YAG:Sm3+ (3-15 at.%) transparent ceramics, a promising cladding material for suppressors of parasitic oscillations at 1064 nm of YAG:Nd3+ lasers, have been prepared by solid-state reactive sintering at 1725 degrees C. The effect of samarium ions concentration on the microstructure and optical properties of YAG:Sm3+ sintered ceramics was studied for the first time.
The solubility limit of samarium ions in the garnet matrix was found to lie within the range of 9-11 at.%. The spectroscopic characterization of YAG:Sm3+ (3-15 at.%) ceramic samples showed that the absorption coefficients corresponding to Sm3+ ions transitions increased linearly with increasing Sm3+ doping.
Also, the increase in the concentration of Sm3+ ions contributes to the increase in the intensities of the satellites, leading to the broadening of the main spectral lines and implicitly to the increase of the absorption coefficient around 1064 nm. It was shown that YAG:Sm3+ ceramics doped with 9 at.% Sm3+ ions possess optical losses of 0.07 cm(-1) at 808 nm and an optical absorption coefficient of 4.45 cm(-1) at 1064 nm.
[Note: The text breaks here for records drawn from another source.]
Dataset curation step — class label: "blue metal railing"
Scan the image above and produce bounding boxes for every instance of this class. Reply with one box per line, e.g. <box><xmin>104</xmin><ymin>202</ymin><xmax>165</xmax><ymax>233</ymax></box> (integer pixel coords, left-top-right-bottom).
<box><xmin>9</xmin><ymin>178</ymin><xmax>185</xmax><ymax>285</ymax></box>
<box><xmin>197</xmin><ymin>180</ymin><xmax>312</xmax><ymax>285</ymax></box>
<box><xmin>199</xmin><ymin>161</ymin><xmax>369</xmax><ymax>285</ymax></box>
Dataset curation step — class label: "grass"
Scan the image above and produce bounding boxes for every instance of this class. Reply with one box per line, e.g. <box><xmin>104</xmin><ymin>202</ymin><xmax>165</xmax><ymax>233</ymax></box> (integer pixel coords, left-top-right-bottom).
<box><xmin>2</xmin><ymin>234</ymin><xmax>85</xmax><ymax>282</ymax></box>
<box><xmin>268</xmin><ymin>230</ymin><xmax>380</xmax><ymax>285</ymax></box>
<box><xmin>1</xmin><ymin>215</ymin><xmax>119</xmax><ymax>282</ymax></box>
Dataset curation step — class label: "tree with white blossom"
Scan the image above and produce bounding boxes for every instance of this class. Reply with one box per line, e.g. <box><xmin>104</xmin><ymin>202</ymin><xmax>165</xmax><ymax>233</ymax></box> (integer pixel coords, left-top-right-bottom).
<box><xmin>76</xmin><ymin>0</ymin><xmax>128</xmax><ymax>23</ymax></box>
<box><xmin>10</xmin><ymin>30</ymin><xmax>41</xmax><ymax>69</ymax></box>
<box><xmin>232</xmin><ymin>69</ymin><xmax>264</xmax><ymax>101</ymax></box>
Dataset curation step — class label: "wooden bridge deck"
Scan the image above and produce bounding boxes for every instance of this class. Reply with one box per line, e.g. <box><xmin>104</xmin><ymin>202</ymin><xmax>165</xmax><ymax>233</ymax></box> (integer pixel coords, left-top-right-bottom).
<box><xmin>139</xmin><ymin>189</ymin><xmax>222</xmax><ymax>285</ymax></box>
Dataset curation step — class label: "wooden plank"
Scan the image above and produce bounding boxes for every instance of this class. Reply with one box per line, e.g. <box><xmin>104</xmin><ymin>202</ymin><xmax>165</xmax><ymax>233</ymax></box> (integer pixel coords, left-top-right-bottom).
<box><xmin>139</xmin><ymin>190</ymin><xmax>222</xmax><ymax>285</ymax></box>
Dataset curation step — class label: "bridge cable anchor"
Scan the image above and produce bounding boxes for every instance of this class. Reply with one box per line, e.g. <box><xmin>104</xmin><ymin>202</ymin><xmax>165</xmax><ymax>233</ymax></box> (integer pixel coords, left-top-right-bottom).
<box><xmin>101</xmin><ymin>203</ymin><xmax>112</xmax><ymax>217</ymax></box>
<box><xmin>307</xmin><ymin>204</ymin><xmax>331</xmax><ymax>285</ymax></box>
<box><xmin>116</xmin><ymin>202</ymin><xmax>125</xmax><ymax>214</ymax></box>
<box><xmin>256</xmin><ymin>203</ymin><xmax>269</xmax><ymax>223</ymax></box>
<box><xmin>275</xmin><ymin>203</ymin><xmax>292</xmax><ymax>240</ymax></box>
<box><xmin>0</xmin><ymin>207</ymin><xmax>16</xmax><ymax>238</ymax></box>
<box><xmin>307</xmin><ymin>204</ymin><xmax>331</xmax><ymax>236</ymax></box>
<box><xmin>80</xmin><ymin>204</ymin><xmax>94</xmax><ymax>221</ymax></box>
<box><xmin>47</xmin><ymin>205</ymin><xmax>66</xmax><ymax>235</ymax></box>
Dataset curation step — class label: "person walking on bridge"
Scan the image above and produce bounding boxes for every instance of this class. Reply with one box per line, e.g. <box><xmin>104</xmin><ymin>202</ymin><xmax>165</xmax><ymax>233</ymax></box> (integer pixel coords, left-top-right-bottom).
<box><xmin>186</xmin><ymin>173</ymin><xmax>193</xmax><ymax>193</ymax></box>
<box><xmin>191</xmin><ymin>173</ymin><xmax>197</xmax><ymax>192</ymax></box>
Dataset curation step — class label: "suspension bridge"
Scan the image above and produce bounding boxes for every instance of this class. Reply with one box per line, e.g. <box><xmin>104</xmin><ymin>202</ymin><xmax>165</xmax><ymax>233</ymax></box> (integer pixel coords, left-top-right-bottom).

The concentration dependence of the (4)G(5/2) level decay confirmed that the luminescence extinction is due to the energy transfer between the Sm3+ ions through cross-relaxation processes. All these results show that highly-doped YAG:Sm3+ (9 at.%) ceramics could be the best candidate for parasitic oscillation suppression in high-power YAG:Nd3+ lasers at 1064 nm.